Together, RCS and MEPG built on the evidence of What’s Going on Now?, a major examination of music education and youth music-making in Scotland. The research was commissioned by Creative Scotland and conducted by RCS across 12 months (2018-2019) exploring the formal, informal and non-formal sectors of music education in Scotland.

 

Jenn Butterworth: Outstanding Contribution from a Staff Member 

© Somhairle MacDonald

Jenn Butterworth is one of the UK’s top folk guitarists and a driving force in the vibrant Scots trad scene. She’s also a founding member and part of the core committee of The BIT Collective, which has a mission to discuss and address equality issues in Scottish traditional arts.

The BIT Collective aims to be a diverse and inclusive community of practice with the shared objective of instigating positive change.

Jenn is a figurehead of The BIT Collective’s #TradStandsWithHer campaign, which supports the promotion of a culture of respect, trust and equality for all traditional musicians and the creation of a safe collaborative environment.

Jenn spoke on behalf of the RCS Traditional Music department to call out the sexual harassment of female musicians in folk and traditional music, from coercion and assault to casual belittlement, whether in Scotland, Ireland or elsewhere in the UK or the world at large.
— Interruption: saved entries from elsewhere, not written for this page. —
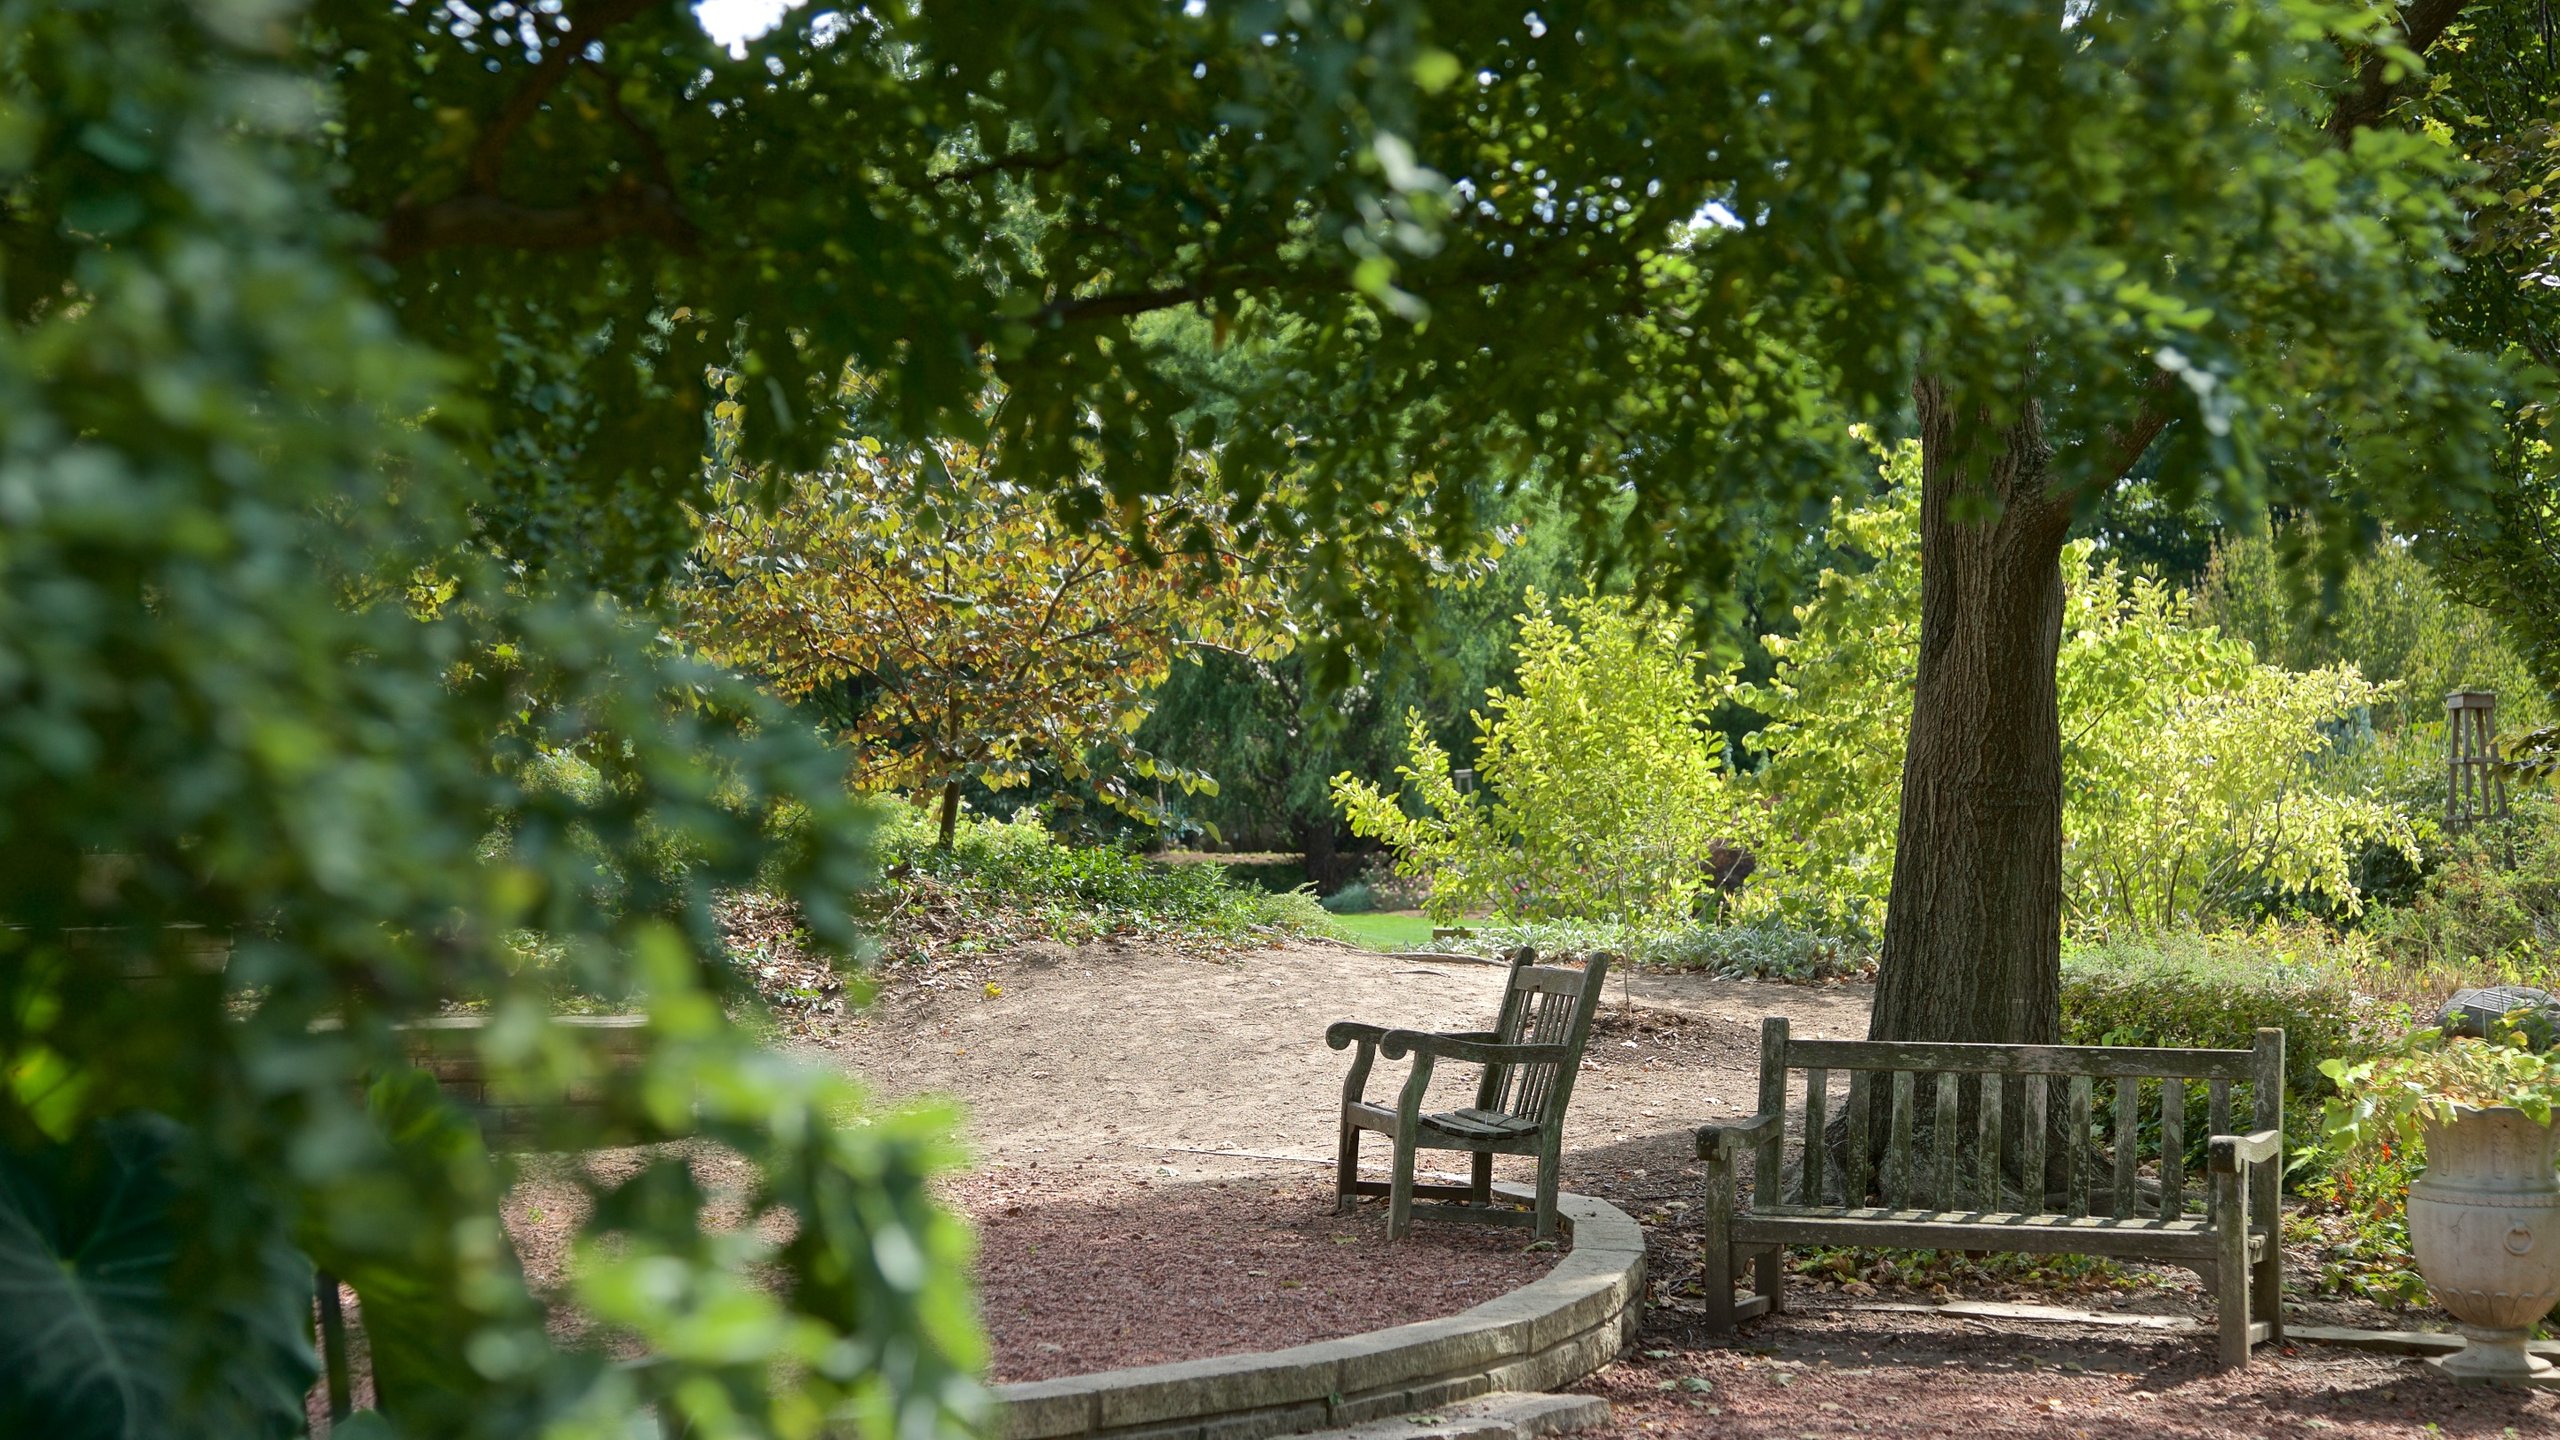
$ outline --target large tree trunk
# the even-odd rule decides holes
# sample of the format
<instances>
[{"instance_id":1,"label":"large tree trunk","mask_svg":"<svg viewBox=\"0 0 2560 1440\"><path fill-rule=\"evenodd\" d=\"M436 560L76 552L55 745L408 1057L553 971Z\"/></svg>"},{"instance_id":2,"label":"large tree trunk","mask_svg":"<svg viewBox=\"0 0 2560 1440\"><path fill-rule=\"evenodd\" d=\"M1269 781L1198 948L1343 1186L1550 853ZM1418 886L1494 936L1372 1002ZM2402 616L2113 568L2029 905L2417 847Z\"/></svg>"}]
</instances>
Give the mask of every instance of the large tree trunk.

The BIT Collective has also launched Safe Space Folk to understand the scale and nature of sexual harassment, assault and abuse in the folk and traditional music community in the UK by collating stories and testimonials from those in its community.

Jenn is Creative Producer on the Traditional Music programme at RCS, the UK’s only Bachelor of Music (Honours) degree dedicated to traditional and folk music, producing all the department’s ensemble performance output. Jenn teaches in guitar performance as well as folk ensemble and mentors principal study guitar students.

Based in Glasgow, Jenn performs with a variety of artists including her own projects which involve working with Laura-Beth Salter, Kinnaris Quintet and experimental folk-jam group The Blas Collective.

 

Dr Rachel Drury: Outstanding Contribution from a Staff Member 

Dr Rachel Drury plays an instrumental role in Scotland in sharing the transformative and healing power of music. She’s passionate about access and inclusion and how the arts can be harnessed to affect social change.

She has devoted her career to helping others find their voice – and an emotional outlet – through music, whether it’s in her role as musician-in-residence at children’s hospice Rachel House where she works with babies, children and young adults who have life-limiting conditions, and their families, to inmates at Scottish prisons.

Rachel’s the composer for Coorie Doon with Chamber Music Scotland, a special song-writing project that enables families to create lasting legacies. Coorie Doon has taken place at Rachel House, the neonatal intensive care unit (NICU) at the Royal Hospital for Children in Glasgow and at North Edinburgh Arts Centre pregnancy café.

She’s also the creator and composer of BabyO and SensoryO (right), two groundbreaking operas for infants, aged 6 to 36 months, for which she has received international acclaim.

The musician and composer lectures on the Postgraduate Learning and Teaching programme and undergraduate programmes at RCS. She co-developed the new MA Psychology in the Arts programme at RCS, an exciting contribution to the postgraduate education field exploring how psychological perspectives can illuminate artistic practice.

Rachel believes the arts provide a means of telling people’s stories and act as a powerful platform to explore, develop and communicate difficult questions and their equally complex answers.

She is curious about what music, and more widely the arts, can do for people and connects with communities across Scotland to share how music can play a vital role in our physical and mental wellbeing.